Many law enforcement agents take an oath of honor to “never betray my badge, my integrity, my character, or the public trust (9).” Similarly, a fundamental principle of healthcare workers worldwide is, “first, do no harm (10).” We admire and honor police officers that serve communities with integrity. However, we rebuke those who use undue force and racial profiling. It has led to betrayal of the public trust that ripples out to all police agents and public institutions, including public hospitals, such as Zuckerberg San Francisco General Hospital. We urge the police department to also “first, do no harm.”
We are committed to improving the wellbeing and health of the people of San Francisco. As such, we cannot remain silent about the public health crisis of police brutality. We urge you to end police brutality through lasting institutional changes and we demand transparent accountability of law enforcement.

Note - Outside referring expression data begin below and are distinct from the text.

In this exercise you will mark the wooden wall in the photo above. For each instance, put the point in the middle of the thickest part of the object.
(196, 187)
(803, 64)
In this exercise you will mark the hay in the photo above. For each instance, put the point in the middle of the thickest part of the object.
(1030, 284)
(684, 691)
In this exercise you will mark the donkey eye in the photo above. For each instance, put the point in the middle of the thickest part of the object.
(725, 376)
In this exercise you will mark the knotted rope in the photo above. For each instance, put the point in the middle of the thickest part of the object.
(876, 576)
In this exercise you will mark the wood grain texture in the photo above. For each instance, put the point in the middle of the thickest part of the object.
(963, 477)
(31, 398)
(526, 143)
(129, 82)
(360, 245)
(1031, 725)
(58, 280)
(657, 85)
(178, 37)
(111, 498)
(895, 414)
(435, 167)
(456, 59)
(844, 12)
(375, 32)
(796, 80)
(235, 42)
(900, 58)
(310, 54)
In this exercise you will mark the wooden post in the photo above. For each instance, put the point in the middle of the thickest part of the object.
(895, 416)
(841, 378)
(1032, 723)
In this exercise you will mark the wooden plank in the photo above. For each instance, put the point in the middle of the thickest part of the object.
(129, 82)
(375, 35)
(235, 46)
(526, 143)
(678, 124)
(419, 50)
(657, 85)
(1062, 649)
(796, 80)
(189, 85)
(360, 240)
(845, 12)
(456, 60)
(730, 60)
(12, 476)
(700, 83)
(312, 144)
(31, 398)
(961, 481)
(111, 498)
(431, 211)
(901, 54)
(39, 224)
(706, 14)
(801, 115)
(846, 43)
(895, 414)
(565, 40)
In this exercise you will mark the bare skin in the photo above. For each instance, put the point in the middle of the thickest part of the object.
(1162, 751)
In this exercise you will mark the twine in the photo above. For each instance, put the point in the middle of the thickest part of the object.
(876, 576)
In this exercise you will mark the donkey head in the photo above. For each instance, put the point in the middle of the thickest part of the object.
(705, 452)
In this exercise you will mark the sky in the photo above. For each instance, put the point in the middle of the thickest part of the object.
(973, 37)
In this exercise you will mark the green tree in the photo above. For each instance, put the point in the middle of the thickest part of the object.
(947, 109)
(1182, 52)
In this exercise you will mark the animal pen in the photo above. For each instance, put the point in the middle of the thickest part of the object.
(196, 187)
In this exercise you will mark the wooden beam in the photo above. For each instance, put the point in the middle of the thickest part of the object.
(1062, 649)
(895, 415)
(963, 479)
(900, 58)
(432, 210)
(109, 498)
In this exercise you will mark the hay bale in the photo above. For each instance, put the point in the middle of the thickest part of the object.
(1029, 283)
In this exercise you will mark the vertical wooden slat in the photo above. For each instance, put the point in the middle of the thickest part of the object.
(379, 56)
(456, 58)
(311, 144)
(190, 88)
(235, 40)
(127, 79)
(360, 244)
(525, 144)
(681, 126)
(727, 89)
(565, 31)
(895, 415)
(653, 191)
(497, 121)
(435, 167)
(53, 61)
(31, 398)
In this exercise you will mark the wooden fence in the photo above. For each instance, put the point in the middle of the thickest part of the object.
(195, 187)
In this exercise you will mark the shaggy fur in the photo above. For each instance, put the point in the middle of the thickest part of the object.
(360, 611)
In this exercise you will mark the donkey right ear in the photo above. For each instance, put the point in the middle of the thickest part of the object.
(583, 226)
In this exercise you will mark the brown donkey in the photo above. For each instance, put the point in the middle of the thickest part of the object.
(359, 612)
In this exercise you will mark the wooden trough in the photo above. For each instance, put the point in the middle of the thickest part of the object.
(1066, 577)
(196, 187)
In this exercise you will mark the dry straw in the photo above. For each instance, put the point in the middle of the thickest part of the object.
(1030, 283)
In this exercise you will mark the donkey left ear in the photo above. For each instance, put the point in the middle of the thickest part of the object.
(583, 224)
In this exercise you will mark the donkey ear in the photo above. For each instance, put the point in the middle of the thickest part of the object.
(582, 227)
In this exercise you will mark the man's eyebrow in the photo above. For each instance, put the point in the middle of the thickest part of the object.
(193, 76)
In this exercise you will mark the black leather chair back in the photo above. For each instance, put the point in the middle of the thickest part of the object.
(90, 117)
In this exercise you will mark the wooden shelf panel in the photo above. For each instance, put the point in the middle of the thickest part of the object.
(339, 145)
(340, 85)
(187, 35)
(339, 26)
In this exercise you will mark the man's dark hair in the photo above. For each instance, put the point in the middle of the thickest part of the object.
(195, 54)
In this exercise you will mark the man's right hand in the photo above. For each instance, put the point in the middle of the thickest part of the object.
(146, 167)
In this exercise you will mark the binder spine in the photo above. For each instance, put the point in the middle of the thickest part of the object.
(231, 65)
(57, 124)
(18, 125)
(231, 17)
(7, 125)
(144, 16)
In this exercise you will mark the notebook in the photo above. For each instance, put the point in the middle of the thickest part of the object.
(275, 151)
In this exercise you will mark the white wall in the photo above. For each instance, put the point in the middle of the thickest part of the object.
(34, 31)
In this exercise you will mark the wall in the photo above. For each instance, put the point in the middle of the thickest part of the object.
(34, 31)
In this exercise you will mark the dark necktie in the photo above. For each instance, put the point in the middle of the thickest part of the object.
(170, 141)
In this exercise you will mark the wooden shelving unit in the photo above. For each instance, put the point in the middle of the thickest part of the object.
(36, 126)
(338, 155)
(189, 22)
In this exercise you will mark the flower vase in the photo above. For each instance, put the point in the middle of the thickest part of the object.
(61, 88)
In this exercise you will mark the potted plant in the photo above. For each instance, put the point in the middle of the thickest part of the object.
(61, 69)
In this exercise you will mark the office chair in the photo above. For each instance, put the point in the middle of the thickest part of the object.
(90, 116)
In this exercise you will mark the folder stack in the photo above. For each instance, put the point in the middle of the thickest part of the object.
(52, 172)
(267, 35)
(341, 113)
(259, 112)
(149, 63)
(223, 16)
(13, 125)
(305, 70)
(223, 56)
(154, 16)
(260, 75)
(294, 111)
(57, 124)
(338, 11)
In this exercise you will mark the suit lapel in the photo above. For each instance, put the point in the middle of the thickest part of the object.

Concerned Health Professionals
The above statement does not represent the view of the UCSF School of Medicine or UCSF Medical Center.
(1) Swaine J., Laughland O., Lartey J., McCarthy C. (2015). Young black men killed by US police at highest rate in year of 1,134 deaths. The Guardian. <http://www.theguardian.com/us-news/2015/dec/31/the-counted-police-killings-2015-young-black-men>
(2) Jansen, Bart. 2015 One of the Safest on Record for Airliners. USA Today. 15 Feb. 2016. Web 16 May 2016.
(3) The Guardian (2016). The Counted: People killed by police in the US. <http://www.theguardian.com/us-news/ng-interactive/2015/jun/01/the-counted-police-killings-us-database>
(4) Amnesty International. USA: Race, Rights, and Police Brutality. 31 August 1999
(5) Brunson, R. Police don't like Black people: African American young men's accumulated police experiences. Criminology & Public Policy, Vol. 6 (2007): 71–102.
(6) Cooper, Hannah. Characterizing Perceived Police Violence: Implications for Public Health. American Journal of Public Health. Vol. 94, No. 7 (2004): 1109-1118
(7) Stewart, E. Either they don't know or they don't care: Black males and negative police experiences. Criminology & Public Policy, Vol. 6, No. 1, (2007): 123–130.
(8) Shuval, Kerem, et al. ‘I Live by Shooting Hill’ - A Qualitative Exploration of Conflict and Violence among Urban Youth in New Haven, Connecticut. Journal of Health Care for the Poor and Underserved. Vol. 23, No. 1, (February 2012): 132-143
(9) Conser JA., Paynich R., Gingerich TE. (2011). Law Enforcement in the United States. Burlington MA: Jones and Barlett Learning
(10) Smith CM. (2005) Origin and uses of primum non nocere--above all, do no harm. J Clin Pharmacol 45(4):371-7.